Ask for help, and delegate. You can’t do everything. Do what you do well, and outsource the rest as much as you can, e.g. cleaning, cooking, shopping, organising holidays etc.

And just to be perfectly clear, while I know what it takes, I still fail to follow it all of the time.

How do you define a “good parent”? Can you give an example or story?

For me, being a good parent is about two things — it’s about being a good role model for your children and a good enabler for their talents. In other words, it’s about helping your children develop to their fullest potential. And I don’t just mean academically and professionally. It’s about helping them be good human beings who are good to themselves, their family, their friends, the broader society, and the planet. Every child is different, and so every child needs a different parenting style to get the best out of them.

How do you inspire your child to “dream big”? Can you give an example or story?

I think that children have this amazing, innate attitude of no limits. They don’t yet have the biases, the self consciousness and the limitations that come with growing up. So allowing them to be. and do, and go where their imagination takes them is key for them to live to their fullest potential. You shouldn’t impose your own judgment.

And also, allow them to fail, as failing is good. It’s a part of learning. In fact, it’s critical for progress and innovation.

How do you, a person who masterfully straddles the worlds of career and family, define “success”?

Ultimately, it’s about whether my family and I are spending our days feeling happy and content. I’m not striving to be happy and content all of the time, just most of the time.

What are your favorite books, podcasts, or resources that inspire you to be a better parent? Can you explain why you like them?

Why We Sleep by Matthew Walker — because sleep really is the most important factor that contributes to a healthy mind and body. Everyone should read this book, and everyone should get their eight hours of sleep a night, especially parents.

Deep Work and Digital Minimalism by Cal Newport — the best advice on how to be productive in the world of constant distractions. For parents, more so than anyone else, it’s important to make the most of your time, so that you can be productive at work, and still have time for your family.

I’ve recently read the book The Boy Who Was Raised As A Dog by Bruce Perry. This is a collection of stories by traumatised children, and while those stories are traumatising, they are an excellent guide for how NOT to behave as a parent.

Can you please give us your favorite “Life Lesson Quote”? Can you share how that was relevant to you in your life?

Recently, I find myself quoting Einstein a lot: “Doing the same thing over and over again and expecting a different outcome is a definition of madness”. This holds true in business and in parenting. For example, when you’re trying to get an idea, product or business off the ground you need to try a lot of different things to get it right. It’s the same thing with parenting; you can plead, shout, punish, beg, bribe over and over again, but it’s not likely to work. With kids, you have to keep trying different ways to get them to see it your way.

You are a person of great influence.
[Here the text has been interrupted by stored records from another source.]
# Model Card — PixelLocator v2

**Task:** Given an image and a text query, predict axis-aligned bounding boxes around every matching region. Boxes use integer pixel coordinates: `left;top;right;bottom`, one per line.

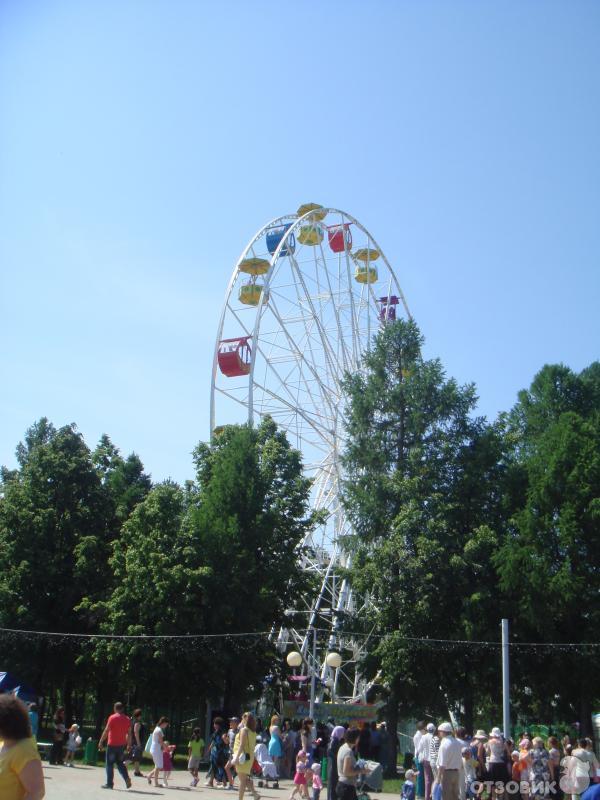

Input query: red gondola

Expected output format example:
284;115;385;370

379;294;398;322
217;336;252;378
327;222;352;253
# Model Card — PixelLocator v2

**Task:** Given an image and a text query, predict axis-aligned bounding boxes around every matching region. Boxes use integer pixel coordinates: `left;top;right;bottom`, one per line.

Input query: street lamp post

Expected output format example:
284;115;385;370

285;608;342;719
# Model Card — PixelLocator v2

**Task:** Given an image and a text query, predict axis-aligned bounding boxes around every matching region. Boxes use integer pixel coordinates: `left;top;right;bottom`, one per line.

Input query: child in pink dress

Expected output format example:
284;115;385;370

310;761;323;800
163;741;175;787
289;750;308;800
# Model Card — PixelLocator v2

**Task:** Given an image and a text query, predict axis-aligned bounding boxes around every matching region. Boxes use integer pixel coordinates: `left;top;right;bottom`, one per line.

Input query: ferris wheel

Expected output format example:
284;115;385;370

210;203;410;698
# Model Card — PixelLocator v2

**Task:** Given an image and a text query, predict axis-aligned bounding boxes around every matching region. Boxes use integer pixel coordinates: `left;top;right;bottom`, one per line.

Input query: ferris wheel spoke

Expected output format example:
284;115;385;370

315;242;351;371
290;248;337;390
269;300;340;413
251;383;331;443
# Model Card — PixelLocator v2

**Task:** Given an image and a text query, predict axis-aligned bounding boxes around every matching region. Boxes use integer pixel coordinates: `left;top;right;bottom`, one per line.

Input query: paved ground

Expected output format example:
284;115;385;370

43;761;398;800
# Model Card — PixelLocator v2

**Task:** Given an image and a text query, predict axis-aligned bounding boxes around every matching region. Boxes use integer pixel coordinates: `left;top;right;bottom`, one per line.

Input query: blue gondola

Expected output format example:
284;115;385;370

267;222;296;256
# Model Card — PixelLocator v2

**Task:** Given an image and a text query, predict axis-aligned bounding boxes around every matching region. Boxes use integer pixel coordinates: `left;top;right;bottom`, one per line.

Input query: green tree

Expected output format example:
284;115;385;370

495;363;600;730
344;321;502;763
91;419;315;708
0;418;109;720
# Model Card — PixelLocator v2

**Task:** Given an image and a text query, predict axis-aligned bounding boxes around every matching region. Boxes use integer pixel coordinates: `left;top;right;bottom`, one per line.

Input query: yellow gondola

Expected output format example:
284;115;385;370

240;258;271;275
298;225;323;247
297;203;327;222
354;264;377;283
238;283;262;306
352;247;381;261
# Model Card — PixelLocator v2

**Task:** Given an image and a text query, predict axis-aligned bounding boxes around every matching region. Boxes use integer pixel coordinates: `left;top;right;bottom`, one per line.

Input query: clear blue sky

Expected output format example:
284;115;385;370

0;0;600;481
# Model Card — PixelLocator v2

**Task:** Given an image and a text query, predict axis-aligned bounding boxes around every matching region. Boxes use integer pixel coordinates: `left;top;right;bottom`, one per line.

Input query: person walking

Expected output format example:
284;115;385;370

485;728;512;797
269;714;283;778
335;729;367;800
327;725;346;800
436;722;463;800
0;694;46;800
98;703;131;789
49;706;67;764
529;736;554;800
146;717;169;786
417;722;435;800
29;703;40;739
131;708;146;778
232;712;260;800
413;720;427;800
204;717;227;787
300;717;315;764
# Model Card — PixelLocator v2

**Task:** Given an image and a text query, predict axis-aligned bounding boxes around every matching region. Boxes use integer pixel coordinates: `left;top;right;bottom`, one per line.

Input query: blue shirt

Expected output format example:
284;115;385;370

401;781;415;800
579;783;600;800
29;711;40;738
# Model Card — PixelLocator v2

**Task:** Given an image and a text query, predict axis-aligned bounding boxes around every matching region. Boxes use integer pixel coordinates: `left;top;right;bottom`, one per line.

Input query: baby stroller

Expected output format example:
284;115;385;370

356;760;383;800
252;740;279;789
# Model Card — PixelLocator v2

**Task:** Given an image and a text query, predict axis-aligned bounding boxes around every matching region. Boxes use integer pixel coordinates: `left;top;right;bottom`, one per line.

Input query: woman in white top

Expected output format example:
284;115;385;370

148;717;169;786
485;728;511;797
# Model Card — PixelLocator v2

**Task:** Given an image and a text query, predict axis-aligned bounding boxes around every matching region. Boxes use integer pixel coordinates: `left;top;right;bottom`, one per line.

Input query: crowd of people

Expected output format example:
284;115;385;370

0;694;600;800
402;722;600;800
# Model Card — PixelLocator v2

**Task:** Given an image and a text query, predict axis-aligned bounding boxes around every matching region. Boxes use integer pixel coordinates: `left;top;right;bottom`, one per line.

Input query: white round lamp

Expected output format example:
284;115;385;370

325;653;342;669
285;650;302;667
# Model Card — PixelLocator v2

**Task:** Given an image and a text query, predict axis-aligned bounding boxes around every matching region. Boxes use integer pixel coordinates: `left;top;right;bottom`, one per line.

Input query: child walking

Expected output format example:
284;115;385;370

65;723;81;767
162;741;175;789
310;761;323;800
289;750;308;800
188;728;204;786
400;769;417;800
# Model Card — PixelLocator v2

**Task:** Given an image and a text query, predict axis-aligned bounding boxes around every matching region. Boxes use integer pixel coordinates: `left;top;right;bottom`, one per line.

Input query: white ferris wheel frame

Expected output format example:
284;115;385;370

210;208;411;699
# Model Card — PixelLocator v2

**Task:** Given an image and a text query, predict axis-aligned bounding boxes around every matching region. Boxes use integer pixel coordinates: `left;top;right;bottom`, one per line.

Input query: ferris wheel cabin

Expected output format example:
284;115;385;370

217;336;252;378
If you could inspire a movement that would bring the most amount of good to the most amount of people, what would that be? You never know what your idea can trigger. 🙂

I’d love people to gain a deeper understanding around how important sleep is for the quality, and the length of our lives. Did you know that if you sleep for less than six hours a night, two consecutive nights, your mind and body are in the same state as when you’re legally drunk? Just think about that for a moment — in such a state you’re not allowed to drive a car, but you’re not only allowed, you’re actually expected to parent like that. That shouldn’t be the case, and hence parents should really get more support so that they can rest properly. We owe that to all of our children.

Thank you so much for these insights! This was so inspiring!